Но там, в глубине, где когда-то спрятано было крохотное тельце младенца, ставшего потом Михалом, я чувствовала боль. Болью веяло и от всех тех шоссе и улиц, по которым он от меня уходил. И от всех тех бесконечно долгих часов моего безнадежно-напрасного ожидания, потому что если он в тот день и искал кого-то среди телег, испуганных лошадей и трупов, то только отца своего — Петра.

Возле крылечка остановился автомобиль. Кто-то, махая рукой, выскочил из машины и взбежал на крыльцо. Это был Фредди Бёрнхэм, мой шеф из посольства. Я тупо смотрела на то, как он бросал в свой чемодан мои вещи. Я не слышала, что он мне говорил. Я пришла в себя только в Румынии. Так, только по воле чистого случая, я оказалась за пределами моей собственной границы.


В Лондоне жил Франтишек. Когда весной 1940 года Фредди познакомил нас, Франтишек был красив, с густой гривой волос а la Падеревский. Он оглядел меня с ног до головы и сказал: «Притти!»[2]. Франтишек, журналист по профессии, ценил в женщинах достоинства, которые могли бы быть полезны мужчине, но интеллигентность не входила в число этих необходимых качеств. Меня он полюбил за умение варить украинский борщ и еще за то, что секретарская работа в посольстве приучила меня скрывать свой собственный взгляд на вещи. Франтишек уехал в Англию в тридцатые годы. Из иностранного корреспондента он постепенно превратился в уполномоченного фирмы по продаже чая; много зарабатывал. Сохранил вкус к политике и свои связи в лейбористской партии старался использовать «на благо Польше».

Получив от Михала письмо, я вспомнила о нем. В годы войны известия частного порядка — главным образом скверные — распространялись гораздо быстрее, чем политические новости, и я довольно быстро узнала, что после моего отъезда Петр сошелся с какой-то Анной и что Михал жил вместе с ними. Петра застрелили в сорок втором году, позднее погибла Анна. Франтишек проверил все факты официальным путем, и вскоре Фредди предложил мне руку и сердце. Но я не могла простить англичанам одинокой борьбы Петра, его крысиной жизни под землей и напрасной смерти. Ночами, когда я лежала рядом со спящим Фредди, все во мне восставало против того, что принесло время, я снова возвращалась к сентябрю 1939 года, молча старалась соразмерить свой шаг с шагами высокого худощавого Сольнеса, вспоминая его ястребиный профиль и маленький рот, и вместе с ним, с этим не любимым мною Петром, шла на верную, безрассудную, отважную смерть у развалин башни. Я видела его взгляд фанатика, и меня охватывала дрожь; только теперь я понимала, какой он был мужественный, красивый, при всей своей практичности, неподкупный и, несмотря на неожиданные вспышки жестокости, великодушный человек. Я проклинала свою нетерпимость и слепоту. Сбежала от Фредди. Если бы не Франтишек, меня бы давно не было на свете. Но он, как это часто случается со старыми холостяками, присосавшимися к чужим судьбам, внимательно следил за мной. Он без труда отыскал меня в мастерской моей приятельницы-художницы, которая, уезжая из Лондона, оставила мне ключи от квартиры, и в последнюю минуту выбил из моих рук револьвер.

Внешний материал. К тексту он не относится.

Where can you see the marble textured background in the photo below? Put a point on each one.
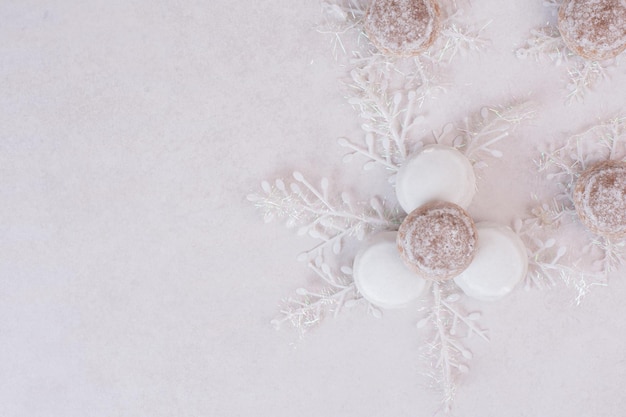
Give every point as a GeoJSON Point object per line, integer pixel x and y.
{"type": "Point", "coordinates": [136, 280]}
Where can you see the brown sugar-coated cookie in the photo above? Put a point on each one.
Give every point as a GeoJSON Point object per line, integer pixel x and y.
{"type": "Point", "coordinates": [437, 240]}
{"type": "Point", "coordinates": [594, 29]}
{"type": "Point", "coordinates": [402, 27]}
{"type": "Point", "coordinates": [600, 198]}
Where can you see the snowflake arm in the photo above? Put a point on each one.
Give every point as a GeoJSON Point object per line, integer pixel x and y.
{"type": "Point", "coordinates": [329, 220]}
{"type": "Point", "coordinates": [445, 351]}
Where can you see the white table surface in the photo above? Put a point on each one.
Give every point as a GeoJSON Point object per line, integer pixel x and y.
{"type": "Point", "coordinates": [137, 280]}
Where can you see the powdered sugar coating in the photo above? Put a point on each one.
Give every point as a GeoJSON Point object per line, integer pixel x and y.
{"type": "Point", "coordinates": [594, 29]}
{"type": "Point", "coordinates": [437, 240]}
{"type": "Point", "coordinates": [600, 198]}
{"type": "Point", "coordinates": [402, 27]}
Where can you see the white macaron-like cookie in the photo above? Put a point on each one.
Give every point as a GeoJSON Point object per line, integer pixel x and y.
{"type": "Point", "coordinates": [438, 172]}
{"type": "Point", "coordinates": [381, 276]}
{"type": "Point", "coordinates": [499, 264]}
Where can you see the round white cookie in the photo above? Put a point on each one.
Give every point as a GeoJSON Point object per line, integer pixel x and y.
{"type": "Point", "coordinates": [499, 264]}
{"type": "Point", "coordinates": [381, 276]}
{"type": "Point", "coordinates": [438, 172]}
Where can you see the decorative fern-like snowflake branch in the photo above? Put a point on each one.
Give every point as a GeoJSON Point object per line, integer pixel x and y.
{"type": "Point", "coordinates": [457, 37]}
{"type": "Point", "coordinates": [307, 308]}
{"type": "Point", "coordinates": [330, 220]}
{"type": "Point", "coordinates": [564, 165]}
{"type": "Point", "coordinates": [489, 127]}
{"type": "Point", "coordinates": [445, 352]}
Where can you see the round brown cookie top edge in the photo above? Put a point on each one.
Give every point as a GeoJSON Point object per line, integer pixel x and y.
{"type": "Point", "coordinates": [402, 28]}
{"type": "Point", "coordinates": [437, 240]}
{"type": "Point", "coordinates": [600, 198]}
{"type": "Point", "coordinates": [593, 29]}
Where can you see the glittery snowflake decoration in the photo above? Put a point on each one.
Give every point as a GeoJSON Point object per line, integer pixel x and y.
{"type": "Point", "coordinates": [334, 219]}
{"type": "Point", "coordinates": [563, 164]}
{"type": "Point", "coordinates": [546, 44]}
{"type": "Point", "coordinates": [392, 83]}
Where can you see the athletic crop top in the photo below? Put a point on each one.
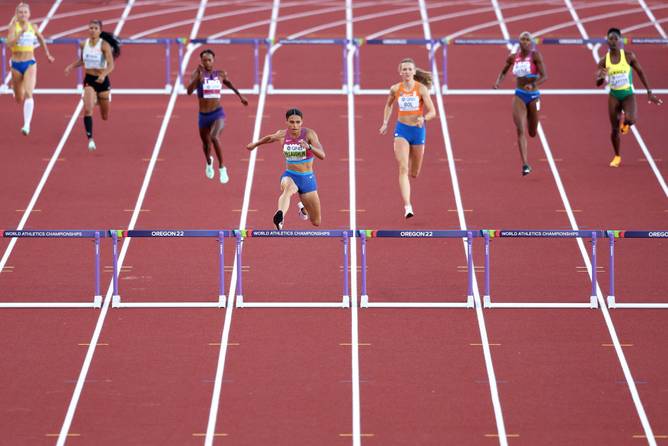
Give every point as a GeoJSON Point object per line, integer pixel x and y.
{"type": "Point", "coordinates": [26, 41]}
{"type": "Point", "coordinates": [210, 86]}
{"type": "Point", "coordinates": [410, 102]}
{"type": "Point", "coordinates": [524, 66]}
{"type": "Point", "coordinates": [93, 57]}
{"type": "Point", "coordinates": [293, 151]}
{"type": "Point", "coordinates": [620, 76]}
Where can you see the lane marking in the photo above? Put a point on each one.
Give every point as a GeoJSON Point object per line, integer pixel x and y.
{"type": "Point", "coordinates": [76, 395]}
{"type": "Point", "coordinates": [644, 420]}
{"type": "Point", "coordinates": [225, 335]}
{"type": "Point", "coordinates": [487, 353]}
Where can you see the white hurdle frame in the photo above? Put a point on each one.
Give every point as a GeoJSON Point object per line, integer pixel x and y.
{"type": "Point", "coordinates": [67, 233]}
{"type": "Point", "coordinates": [594, 235]}
{"type": "Point", "coordinates": [613, 236]}
{"type": "Point", "coordinates": [246, 233]}
{"type": "Point", "coordinates": [171, 233]}
{"type": "Point", "coordinates": [469, 235]}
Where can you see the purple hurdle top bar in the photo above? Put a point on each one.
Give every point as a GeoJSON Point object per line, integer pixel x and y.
{"type": "Point", "coordinates": [469, 235]}
{"type": "Point", "coordinates": [344, 235]}
{"type": "Point", "coordinates": [4, 59]}
{"type": "Point", "coordinates": [342, 42]}
{"type": "Point", "coordinates": [431, 42]}
{"type": "Point", "coordinates": [65, 233]}
{"type": "Point", "coordinates": [544, 233]}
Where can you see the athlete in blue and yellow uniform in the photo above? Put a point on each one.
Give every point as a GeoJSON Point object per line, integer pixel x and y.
{"type": "Point", "coordinates": [616, 67]}
{"type": "Point", "coordinates": [300, 147]}
{"type": "Point", "coordinates": [529, 69]}
{"type": "Point", "coordinates": [412, 97]}
{"type": "Point", "coordinates": [21, 39]}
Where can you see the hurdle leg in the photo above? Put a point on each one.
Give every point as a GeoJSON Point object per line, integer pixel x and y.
{"type": "Point", "coordinates": [364, 298]}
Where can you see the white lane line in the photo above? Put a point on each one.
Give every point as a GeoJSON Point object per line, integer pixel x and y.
{"type": "Point", "coordinates": [352, 191]}
{"type": "Point", "coordinates": [42, 27]}
{"type": "Point", "coordinates": [585, 256]}
{"type": "Point", "coordinates": [487, 353]}
{"type": "Point", "coordinates": [652, 18]}
{"type": "Point", "coordinates": [76, 395]}
{"type": "Point", "coordinates": [220, 368]}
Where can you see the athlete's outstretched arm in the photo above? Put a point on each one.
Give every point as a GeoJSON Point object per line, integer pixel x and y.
{"type": "Point", "coordinates": [266, 139]}
{"type": "Point", "coordinates": [228, 84]}
{"type": "Point", "coordinates": [387, 111]}
{"type": "Point", "coordinates": [633, 61]}
{"type": "Point", "coordinates": [504, 70]}
{"type": "Point", "coordinates": [314, 144]}
{"type": "Point", "coordinates": [540, 66]}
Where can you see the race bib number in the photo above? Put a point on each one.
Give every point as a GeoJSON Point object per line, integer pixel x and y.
{"type": "Point", "coordinates": [26, 39]}
{"type": "Point", "coordinates": [522, 68]}
{"type": "Point", "coordinates": [618, 81]}
{"type": "Point", "coordinates": [211, 88]}
{"type": "Point", "coordinates": [409, 103]}
{"type": "Point", "coordinates": [294, 152]}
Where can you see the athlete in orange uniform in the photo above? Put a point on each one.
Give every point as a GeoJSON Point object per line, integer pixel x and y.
{"type": "Point", "coordinates": [412, 96]}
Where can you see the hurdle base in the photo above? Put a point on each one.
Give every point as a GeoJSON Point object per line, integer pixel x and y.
{"type": "Point", "coordinates": [345, 303]}
{"type": "Point", "coordinates": [612, 303]}
{"type": "Point", "coordinates": [364, 303]}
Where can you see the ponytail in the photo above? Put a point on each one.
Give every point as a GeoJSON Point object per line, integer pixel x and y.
{"type": "Point", "coordinates": [113, 41]}
{"type": "Point", "coordinates": [422, 76]}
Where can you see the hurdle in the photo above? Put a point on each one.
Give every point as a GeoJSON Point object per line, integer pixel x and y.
{"type": "Point", "coordinates": [96, 235]}
{"type": "Point", "coordinates": [613, 236]}
{"type": "Point", "coordinates": [344, 235]}
{"type": "Point", "coordinates": [217, 234]}
{"type": "Point", "coordinates": [499, 233]}
{"type": "Point", "coordinates": [254, 42]}
{"type": "Point", "coordinates": [421, 234]}
{"type": "Point", "coordinates": [394, 42]}
{"type": "Point", "coordinates": [344, 80]}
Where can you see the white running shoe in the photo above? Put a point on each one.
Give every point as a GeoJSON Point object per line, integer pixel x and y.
{"type": "Point", "coordinates": [209, 169]}
{"type": "Point", "coordinates": [223, 175]}
{"type": "Point", "coordinates": [301, 210]}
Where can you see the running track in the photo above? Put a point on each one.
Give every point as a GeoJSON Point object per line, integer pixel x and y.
{"type": "Point", "coordinates": [423, 377]}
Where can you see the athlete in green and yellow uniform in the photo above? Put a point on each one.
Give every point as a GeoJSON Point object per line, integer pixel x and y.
{"type": "Point", "coordinates": [616, 66]}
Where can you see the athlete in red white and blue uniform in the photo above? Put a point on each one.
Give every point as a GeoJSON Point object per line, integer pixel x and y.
{"type": "Point", "coordinates": [529, 69]}
{"type": "Point", "coordinates": [300, 147]}
{"type": "Point", "coordinates": [209, 83]}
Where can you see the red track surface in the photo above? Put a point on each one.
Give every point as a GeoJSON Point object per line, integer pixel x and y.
{"type": "Point", "coordinates": [287, 376]}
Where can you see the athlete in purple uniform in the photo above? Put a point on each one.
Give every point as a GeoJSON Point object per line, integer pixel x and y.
{"type": "Point", "coordinates": [300, 146]}
{"type": "Point", "coordinates": [209, 83]}
{"type": "Point", "coordinates": [529, 69]}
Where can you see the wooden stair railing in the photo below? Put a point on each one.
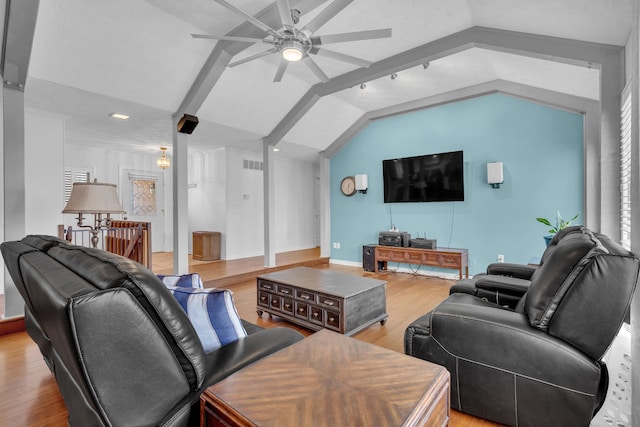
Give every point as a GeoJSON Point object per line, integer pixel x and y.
{"type": "Point", "coordinates": [131, 239]}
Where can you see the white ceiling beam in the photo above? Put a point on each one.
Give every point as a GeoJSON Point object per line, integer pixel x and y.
{"type": "Point", "coordinates": [573, 52]}
{"type": "Point", "coordinates": [20, 25]}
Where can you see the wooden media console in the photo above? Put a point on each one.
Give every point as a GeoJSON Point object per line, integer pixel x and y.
{"type": "Point", "coordinates": [453, 258]}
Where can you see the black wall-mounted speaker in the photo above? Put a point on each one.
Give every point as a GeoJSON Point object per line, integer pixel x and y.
{"type": "Point", "coordinates": [187, 124]}
{"type": "Point", "coordinates": [369, 258]}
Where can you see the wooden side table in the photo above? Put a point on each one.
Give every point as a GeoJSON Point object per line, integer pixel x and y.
{"type": "Point", "coordinates": [206, 245]}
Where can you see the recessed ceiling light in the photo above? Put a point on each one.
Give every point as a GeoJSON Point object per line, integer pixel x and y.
{"type": "Point", "coordinates": [119, 116]}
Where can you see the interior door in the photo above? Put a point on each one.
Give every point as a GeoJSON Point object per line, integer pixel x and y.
{"type": "Point", "coordinates": [143, 200]}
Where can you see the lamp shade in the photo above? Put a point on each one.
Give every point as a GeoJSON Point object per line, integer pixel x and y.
{"type": "Point", "coordinates": [93, 198]}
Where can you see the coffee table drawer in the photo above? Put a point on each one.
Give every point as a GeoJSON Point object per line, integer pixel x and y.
{"type": "Point", "coordinates": [302, 310]}
{"type": "Point", "coordinates": [316, 315]}
{"type": "Point", "coordinates": [287, 305]}
{"type": "Point", "coordinates": [263, 298]}
{"type": "Point", "coordinates": [275, 301]}
{"type": "Point", "coordinates": [266, 285]}
{"type": "Point", "coordinates": [305, 295]}
{"type": "Point", "coordinates": [329, 302]}
{"type": "Point", "coordinates": [285, 290]}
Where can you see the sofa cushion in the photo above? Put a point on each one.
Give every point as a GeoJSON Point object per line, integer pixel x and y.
{"type": "Point", "coordinates": [212, 314]}
{"type": "Point", "coordinates": [192, 280]}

Точно такое же отвращение к собственной жизни охватило меня после того, как я прочла письмо Михала. В сентябре Михалу исполнилось двадцать два года. Я прекрасно понимала, что тогда, в Луцке, он отстал от меня не случайно. И что тот рождественский вечер, когда моим нежностям он предпочел кочергу, незаметно разросся в сотни вечеров, а мой союз с Фредди компрометировал меня куда больше, чем моя любовь к Яну. Но все же я решила тотчас же ехать за Михалом в Германию.